Sulkava Sonja, Hakonen Anna H, Christensen Rikke, Pöyhönen Minna, Nevanlinna Heli
Department of Clinical Genetics, HUS Diagnostic Center, University of Helsinki and Helsinki University Hospital, Helsinki, Finland.
Department of Public Health, Finnish Institute for Health and Welfare, Helsinki, Finland.
Cancer Rep (Hoboken). 2025 Aug;8(8):e70283. doi: 10.1002/cnr2.70283.
Biallelic FANCM variants are linked to a Fanconi anemia-like cancer predisposition syndrome, which includes early onset breast cancer, chemotherapy toxicity, and chromosome fragility. Additionally, heterozygous truncating variants have been linked to increased breast cancer risk. However, the published results have been inconsistent, and the risks and the functional effects associated with the variants also vary depending on the position in the gene, with N-terminal truncating variants having a stronger effect. Compared to other FANCM variants studied, milder patient phenotypes and only late onset breast cancer have been reported for the homozygous C-terminal c.5101C>T variant, which is enriched in Finland.
We report here a Finnish patient, homozygous for the FANCM c.5101C>T p.(Gln1701*) variant, who manifested with early onset triple-negative breast cancer, chemotherapy toxicity, and chromosome fragility. Homozygosity for c.5101C>T has previously been reported in two Finnish siblings with primary ovarian insufficiency and chromosome fragility.
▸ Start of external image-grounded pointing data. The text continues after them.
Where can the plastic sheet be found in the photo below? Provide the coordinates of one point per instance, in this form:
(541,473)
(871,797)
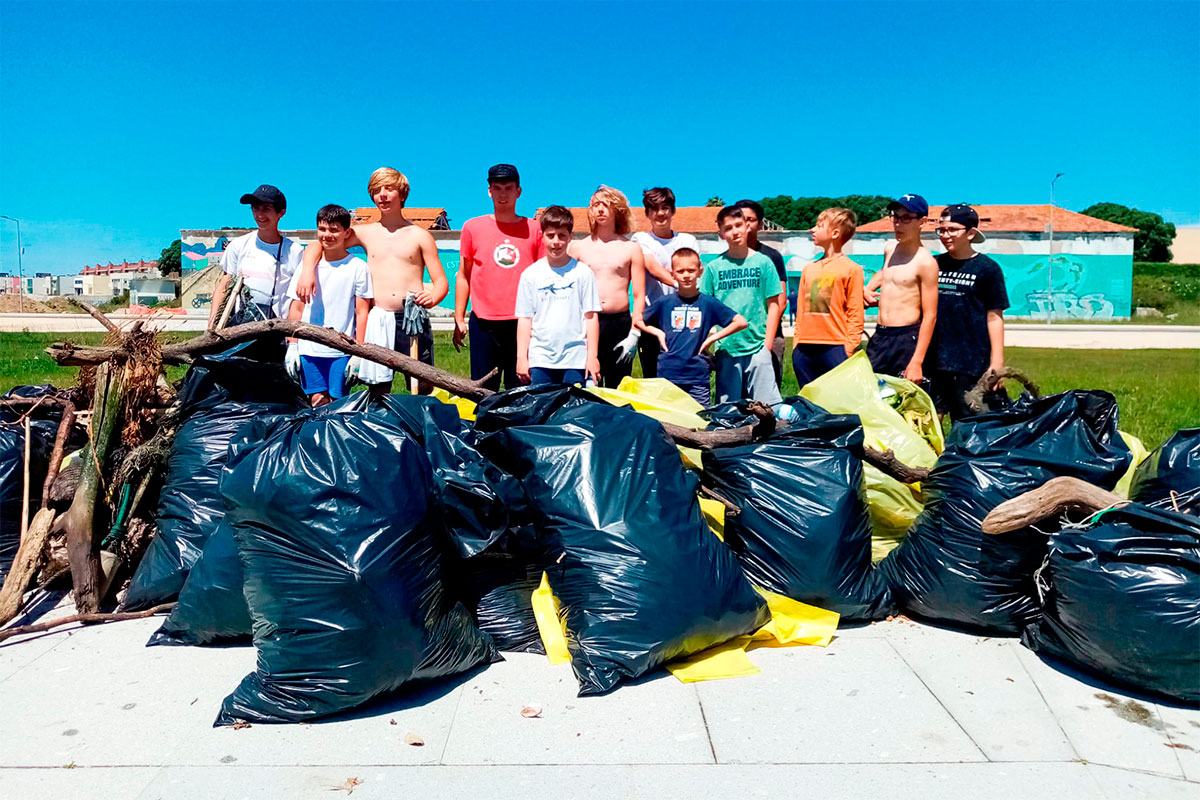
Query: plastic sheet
(219,396)
(803,530)
(1122,601)
(346,585)
(1173,468)
(640,578)
(947,569)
These findings suggest that the C-terminal FANCM variant c. 5101C>T may also be linked to a phenotype similar to the phenotype associated with N-terminal truncating variants when inherited in a homozygous state.
双等位基因FANCM变异与范可尼贫血样癌症易感性综合征相关,该综合征包括早发性乳腺癌、化疗毒性和染色体脆性。此外,杂合性截短变异与乳腺癌风险增加有关。然而,已发表的结果并不一致,与这些变异相关的风险和功能效应也因基因中的位置而异,N端截短变异的效应更强。与其他研究的FANCM变异相比,在芬兰富集的纯合C端c.5101C>T变异仅报告了较轻的患者表型和晚发性乳腺癌。
我们在此报告一名芬兰患者,其FANCM c.5101C>T p.(Gln1701*)变异呈纯合状态,表现为早发性三阴性乳腺癌、化疗毒性和染色体脆性。此前在两名患有原发性卵巢功能不全和染色体脆性的芬兰同胞中报告过c.5101C>T纯合性。
这些发现表明,C端FANCM变异c.5101C>T在纯合状态下遗传时,也可能与一种类似于与N端截短变异相关的表型有关。